Depression and Anxiety
The most common reason why social media use triggers depression and anxiety is that it makes people lonely and feeds the feeling of inadequacy. Even though how much time we spend on social media is a factor in depression and anxiety symptoms, the more we use social media, the more likely it is that these symptoms will start and get worse.
Today, especially young people are exposed to cyberbullying through social media platforms. Even a comment can be very hurtful to some of us and have devastating consequences. People who are cyberbullied may show symptoms such as anxiety, depression, loss of self-love, and insecurity .
Today, cyberbullying can affect not only young people but also adults. However, the coping mechanisms of adults may be stronger, so it is possible to say that young people are more affected by cyberbullying.
Positive Effects of Social Media on Our Mental Health
Of course, the effects of social media on our mental health are not limited to negative results. Social media also has qualities that will support our mental health for conscious users.
Connecting with people, reaching people with similar interests, raising awareness on important issues, finding the emotional support you seek from time to time, nurturing your creativity, and allowing you to express yourself more easily are just some of the positive effects of social media on our mental health. Career opportunities on social media are another factor that positively affects our mental health.
Difficulties of Reducing Social Media Use
Since social media is a channel that can be accessed 24/7, it can be very difficult for people with social media habits to not browse during the day.
Social media channels are consciously designed to draw us in even more, with visual notifications and notification sounds constantly alerting us to check our phones. The feeling of missing out, which we feel when we do not look at the notifications, can force us to check social media more. A nice comment and a high number of likes on any platform increase the release of dopamine in our brains and make us feel happy.

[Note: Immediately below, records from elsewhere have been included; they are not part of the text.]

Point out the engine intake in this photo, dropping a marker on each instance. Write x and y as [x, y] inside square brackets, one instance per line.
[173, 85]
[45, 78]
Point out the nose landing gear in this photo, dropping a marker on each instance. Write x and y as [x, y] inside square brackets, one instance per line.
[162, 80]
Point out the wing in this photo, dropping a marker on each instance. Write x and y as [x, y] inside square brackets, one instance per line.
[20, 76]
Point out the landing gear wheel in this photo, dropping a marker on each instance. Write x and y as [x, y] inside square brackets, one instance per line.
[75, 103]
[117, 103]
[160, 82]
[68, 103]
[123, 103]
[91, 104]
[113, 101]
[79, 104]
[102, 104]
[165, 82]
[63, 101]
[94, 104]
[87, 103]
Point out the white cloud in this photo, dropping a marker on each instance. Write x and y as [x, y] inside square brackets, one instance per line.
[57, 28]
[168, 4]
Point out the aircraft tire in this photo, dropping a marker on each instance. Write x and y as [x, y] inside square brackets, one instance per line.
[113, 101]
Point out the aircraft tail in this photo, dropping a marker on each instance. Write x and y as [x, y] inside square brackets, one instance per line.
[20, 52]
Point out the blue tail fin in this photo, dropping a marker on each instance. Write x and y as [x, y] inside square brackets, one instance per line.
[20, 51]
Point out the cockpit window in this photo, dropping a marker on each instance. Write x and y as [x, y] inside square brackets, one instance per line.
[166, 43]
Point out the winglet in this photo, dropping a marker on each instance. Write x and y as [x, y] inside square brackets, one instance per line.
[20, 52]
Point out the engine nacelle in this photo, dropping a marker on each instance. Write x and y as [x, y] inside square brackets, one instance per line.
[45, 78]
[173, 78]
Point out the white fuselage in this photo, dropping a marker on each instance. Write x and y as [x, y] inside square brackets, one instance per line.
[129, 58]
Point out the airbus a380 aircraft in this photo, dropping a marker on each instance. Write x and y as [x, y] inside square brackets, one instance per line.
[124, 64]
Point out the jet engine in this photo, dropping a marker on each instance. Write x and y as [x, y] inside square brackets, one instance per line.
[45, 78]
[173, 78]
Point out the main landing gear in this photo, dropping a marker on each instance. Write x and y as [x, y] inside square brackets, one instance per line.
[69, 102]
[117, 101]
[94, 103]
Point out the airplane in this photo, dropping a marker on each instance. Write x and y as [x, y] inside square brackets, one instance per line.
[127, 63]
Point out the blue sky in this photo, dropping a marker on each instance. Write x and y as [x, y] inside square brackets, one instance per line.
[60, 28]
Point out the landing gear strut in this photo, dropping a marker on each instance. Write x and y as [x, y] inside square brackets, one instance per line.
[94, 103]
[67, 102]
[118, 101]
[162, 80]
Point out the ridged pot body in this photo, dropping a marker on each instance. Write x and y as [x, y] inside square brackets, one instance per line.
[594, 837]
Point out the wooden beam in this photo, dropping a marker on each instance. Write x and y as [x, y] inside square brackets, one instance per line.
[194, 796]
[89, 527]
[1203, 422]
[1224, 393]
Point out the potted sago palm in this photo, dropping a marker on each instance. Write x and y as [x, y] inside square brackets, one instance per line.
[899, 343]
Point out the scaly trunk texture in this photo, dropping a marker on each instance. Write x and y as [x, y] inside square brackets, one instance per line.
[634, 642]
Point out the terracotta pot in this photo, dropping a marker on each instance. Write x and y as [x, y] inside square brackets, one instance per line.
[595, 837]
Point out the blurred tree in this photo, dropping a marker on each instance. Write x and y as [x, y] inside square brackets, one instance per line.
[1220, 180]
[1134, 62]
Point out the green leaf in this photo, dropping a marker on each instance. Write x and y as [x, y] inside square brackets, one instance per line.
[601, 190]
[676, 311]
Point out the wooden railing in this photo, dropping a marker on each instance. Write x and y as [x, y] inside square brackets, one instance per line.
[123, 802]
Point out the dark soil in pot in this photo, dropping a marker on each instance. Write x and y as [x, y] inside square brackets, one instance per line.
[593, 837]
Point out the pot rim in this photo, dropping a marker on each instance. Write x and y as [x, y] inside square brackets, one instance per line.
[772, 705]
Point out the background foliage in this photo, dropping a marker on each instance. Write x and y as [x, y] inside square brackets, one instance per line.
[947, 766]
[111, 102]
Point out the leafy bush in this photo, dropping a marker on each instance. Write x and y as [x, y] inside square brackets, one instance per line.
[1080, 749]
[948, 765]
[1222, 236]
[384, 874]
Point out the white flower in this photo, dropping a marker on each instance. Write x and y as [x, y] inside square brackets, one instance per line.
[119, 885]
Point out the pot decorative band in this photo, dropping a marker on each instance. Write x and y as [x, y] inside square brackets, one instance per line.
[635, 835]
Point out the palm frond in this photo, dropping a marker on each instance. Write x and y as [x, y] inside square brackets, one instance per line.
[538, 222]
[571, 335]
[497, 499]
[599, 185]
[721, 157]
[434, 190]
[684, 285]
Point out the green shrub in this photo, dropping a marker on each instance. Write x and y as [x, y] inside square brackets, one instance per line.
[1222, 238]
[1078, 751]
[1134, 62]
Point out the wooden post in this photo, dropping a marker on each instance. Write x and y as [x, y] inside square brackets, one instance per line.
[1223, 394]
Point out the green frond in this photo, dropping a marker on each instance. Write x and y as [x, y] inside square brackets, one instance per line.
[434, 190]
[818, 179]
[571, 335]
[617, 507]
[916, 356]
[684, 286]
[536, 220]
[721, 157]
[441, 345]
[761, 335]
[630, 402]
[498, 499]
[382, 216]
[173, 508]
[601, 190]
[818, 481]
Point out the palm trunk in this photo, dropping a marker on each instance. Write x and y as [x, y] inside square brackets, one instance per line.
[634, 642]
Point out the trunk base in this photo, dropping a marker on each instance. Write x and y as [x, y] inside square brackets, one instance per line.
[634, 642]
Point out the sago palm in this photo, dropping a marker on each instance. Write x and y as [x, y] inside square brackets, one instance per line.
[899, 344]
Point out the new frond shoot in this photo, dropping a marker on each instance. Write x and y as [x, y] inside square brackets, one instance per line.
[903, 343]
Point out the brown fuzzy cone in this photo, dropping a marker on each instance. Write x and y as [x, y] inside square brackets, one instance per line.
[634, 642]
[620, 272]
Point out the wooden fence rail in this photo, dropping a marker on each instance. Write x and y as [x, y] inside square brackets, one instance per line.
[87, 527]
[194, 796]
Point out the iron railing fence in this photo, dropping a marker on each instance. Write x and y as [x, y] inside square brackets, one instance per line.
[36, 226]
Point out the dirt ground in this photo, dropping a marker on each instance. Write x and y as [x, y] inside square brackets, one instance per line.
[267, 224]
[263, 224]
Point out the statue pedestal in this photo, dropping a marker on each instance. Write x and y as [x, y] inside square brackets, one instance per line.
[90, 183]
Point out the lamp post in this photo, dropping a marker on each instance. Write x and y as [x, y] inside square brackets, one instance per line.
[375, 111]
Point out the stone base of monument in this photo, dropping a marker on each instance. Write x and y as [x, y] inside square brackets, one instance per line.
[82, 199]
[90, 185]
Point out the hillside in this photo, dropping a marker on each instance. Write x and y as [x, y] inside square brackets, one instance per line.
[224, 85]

Thanks to this "reward," even if we know that it is harmful, we do not think about reducing our use of social media. It even encourages us to spend more time on social media. Understanding how these things work can help us control this part of our lives.
Tips for Healthy Social Media Use
- If you're worried that your social media usage is excessive, setting a limit on your screen time and not exceeding it might be a good start. If you find it difficult to set these limits daily, you can divide your usage by time of day.
- Be mindful of who you follow on your social media accounts. Unfollowing accounts that make you feel bad is a significant step you can take for your mental health. In this way, you can access quality content that inspires and motivates you instead of content that involuntarily pushes you to compare.
- Determine your purpose when entering your social media accounts. Do not look at the new content suggested by the algorithms specifically designed to increase your app use.
- If you find it difficult to escape from this world of constant stimulation once you open social media, you may consider freezing your accounts for a while and resting the reward pathways in your brain.
- Stop using your phone to rest your mind when it's close to bedtime. Put your phone away from the bed to improve your sleep quality and help you have a healthier relationship with social media.
- Naslund, J.A., Bondre, A., Torous, J. et al. Social Media and Mental Health: Benefits, Risks, and Opportunities for Research and Practice. J. technol. behav. sci. 5, 245–257 (2020).